2.4. Reduced mass

Here, we derive the reduced mass for a system of two point-like masses connected by a force that obeys Hooke’s law.

We start out with the two point-like masses $m_{1}$ and $m_{2}$ at positions $x_{1}$ and $x_{2}$ , assuming $x_{2} > x_{1}$ . The bond length is the difference $r = x_{2} - x_{1}$ . The equilibrium bond length is $r_{e}$ .

If the two masses are connected by a spring that follows Hooke’s law with force constant $k$ , the forces acting on the two are

(2.72)

\begin{array}{r} \begin{matrix} F_{1} = m_{1} \frac{d^{2}}{d t^{2}} x_{1} = + k (r - r_{e}) \\ F_{2} = m_{2} \frac{d^{2}}{d t^{2}} x_{2} = - k (r - r_{e}) \end{matrix} \end{array}

Dividing the first equation by $m_{1}$ and the second equation by $m_{2}$ , and then subtracting the first from the second equation gives

(2.73)

\frac{d^{2}}{d t^{2}} (x_{2} - x_{1}) = \frac{d^{2}}{d t^{2}} r = - k (\frac{1}{m_{1}} + \frac{1}{m_{2}}) (r - r_{e})

The expression in parentheses can be abbreviated by defining the reduced mass $μ$

(2.74)

\frac{1}{μ} = \frac{1}{m_{1}} + \frac{1}{m_{2}} μ = \frac{m_{1} m_{2}}{m_{1} + m_{2}}

This gives finally

(2.75)

μ \frac{d^{2}}{d t^{2}} r = - k (r - r_{e})

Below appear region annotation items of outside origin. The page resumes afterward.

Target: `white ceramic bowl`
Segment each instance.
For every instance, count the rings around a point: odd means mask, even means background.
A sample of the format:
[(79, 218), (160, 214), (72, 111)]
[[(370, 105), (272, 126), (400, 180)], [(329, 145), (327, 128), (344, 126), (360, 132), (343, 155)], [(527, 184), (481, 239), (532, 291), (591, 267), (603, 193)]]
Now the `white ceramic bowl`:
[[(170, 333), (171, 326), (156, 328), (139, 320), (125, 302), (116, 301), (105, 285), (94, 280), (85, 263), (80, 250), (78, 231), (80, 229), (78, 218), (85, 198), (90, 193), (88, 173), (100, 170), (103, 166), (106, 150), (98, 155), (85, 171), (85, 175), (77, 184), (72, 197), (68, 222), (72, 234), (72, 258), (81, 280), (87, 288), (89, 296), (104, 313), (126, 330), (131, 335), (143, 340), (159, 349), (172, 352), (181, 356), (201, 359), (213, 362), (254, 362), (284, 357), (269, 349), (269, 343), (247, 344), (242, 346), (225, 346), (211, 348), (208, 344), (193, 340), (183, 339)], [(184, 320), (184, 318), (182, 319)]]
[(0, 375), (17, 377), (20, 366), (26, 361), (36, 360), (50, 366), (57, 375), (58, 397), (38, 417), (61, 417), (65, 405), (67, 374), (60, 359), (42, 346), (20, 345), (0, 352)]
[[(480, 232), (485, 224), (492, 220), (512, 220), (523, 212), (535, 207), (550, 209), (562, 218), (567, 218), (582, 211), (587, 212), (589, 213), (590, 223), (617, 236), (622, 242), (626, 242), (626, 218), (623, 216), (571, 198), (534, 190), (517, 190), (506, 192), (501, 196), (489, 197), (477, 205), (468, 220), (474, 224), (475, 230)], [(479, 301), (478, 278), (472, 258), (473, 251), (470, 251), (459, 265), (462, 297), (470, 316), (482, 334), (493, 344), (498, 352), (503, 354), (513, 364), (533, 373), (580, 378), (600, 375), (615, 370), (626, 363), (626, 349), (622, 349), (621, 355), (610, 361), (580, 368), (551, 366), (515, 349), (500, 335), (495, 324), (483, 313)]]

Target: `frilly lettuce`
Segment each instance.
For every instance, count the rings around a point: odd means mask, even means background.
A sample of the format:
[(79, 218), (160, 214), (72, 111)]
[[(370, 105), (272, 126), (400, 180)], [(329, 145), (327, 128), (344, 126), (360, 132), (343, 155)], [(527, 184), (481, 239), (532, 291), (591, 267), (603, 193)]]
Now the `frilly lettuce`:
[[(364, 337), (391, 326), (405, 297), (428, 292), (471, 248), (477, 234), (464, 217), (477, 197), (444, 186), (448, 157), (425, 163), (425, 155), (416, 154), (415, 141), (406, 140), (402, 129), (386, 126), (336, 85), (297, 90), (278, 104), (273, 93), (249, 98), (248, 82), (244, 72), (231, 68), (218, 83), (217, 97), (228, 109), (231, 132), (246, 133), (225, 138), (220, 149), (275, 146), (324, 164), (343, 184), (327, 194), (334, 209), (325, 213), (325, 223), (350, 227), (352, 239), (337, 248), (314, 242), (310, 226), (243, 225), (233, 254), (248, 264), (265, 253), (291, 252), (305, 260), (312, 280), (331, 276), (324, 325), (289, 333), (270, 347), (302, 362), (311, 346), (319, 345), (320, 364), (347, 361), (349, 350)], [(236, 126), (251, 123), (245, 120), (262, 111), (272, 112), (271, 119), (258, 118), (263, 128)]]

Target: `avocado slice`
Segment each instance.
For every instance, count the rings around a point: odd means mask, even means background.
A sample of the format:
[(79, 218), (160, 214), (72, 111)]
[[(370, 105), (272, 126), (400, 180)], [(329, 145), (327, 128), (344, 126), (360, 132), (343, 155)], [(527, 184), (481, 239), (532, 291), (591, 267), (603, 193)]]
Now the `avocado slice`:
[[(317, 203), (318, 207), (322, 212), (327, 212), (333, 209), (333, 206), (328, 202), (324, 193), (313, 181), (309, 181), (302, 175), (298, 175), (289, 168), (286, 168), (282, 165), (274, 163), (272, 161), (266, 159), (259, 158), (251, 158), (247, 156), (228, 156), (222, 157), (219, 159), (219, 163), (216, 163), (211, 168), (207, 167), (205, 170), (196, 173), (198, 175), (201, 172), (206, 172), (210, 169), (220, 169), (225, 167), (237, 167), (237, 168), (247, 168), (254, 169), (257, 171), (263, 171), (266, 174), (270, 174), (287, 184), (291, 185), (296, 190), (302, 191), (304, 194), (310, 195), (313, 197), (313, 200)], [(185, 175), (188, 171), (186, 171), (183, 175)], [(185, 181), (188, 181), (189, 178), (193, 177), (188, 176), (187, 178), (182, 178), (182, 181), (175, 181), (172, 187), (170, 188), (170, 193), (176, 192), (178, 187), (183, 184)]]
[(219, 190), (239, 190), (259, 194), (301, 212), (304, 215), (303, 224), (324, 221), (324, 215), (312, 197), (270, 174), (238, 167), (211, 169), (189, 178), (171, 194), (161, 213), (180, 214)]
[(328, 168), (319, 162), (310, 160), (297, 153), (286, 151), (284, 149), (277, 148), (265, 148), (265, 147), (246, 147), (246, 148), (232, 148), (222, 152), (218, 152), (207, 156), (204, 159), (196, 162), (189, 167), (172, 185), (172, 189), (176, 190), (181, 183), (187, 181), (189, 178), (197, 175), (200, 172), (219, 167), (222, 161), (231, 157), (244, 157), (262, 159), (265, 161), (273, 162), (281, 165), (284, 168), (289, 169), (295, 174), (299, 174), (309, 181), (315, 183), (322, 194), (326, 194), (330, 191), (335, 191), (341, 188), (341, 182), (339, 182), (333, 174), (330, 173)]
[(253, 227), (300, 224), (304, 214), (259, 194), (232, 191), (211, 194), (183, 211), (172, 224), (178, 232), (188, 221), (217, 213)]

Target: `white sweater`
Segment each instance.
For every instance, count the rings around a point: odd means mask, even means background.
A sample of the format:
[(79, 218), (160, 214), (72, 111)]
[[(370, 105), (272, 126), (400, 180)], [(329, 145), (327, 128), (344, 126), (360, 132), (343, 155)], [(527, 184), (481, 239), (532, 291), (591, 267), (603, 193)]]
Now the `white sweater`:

This equation is Hooke’s law for a single effective particle of mass $μ$ on a spring with force constant $k$ and equilibrium length $r_{e}$ .

This shows that the two spring-connected masses can be modeled as a single mass connected to a spring of the same force constant.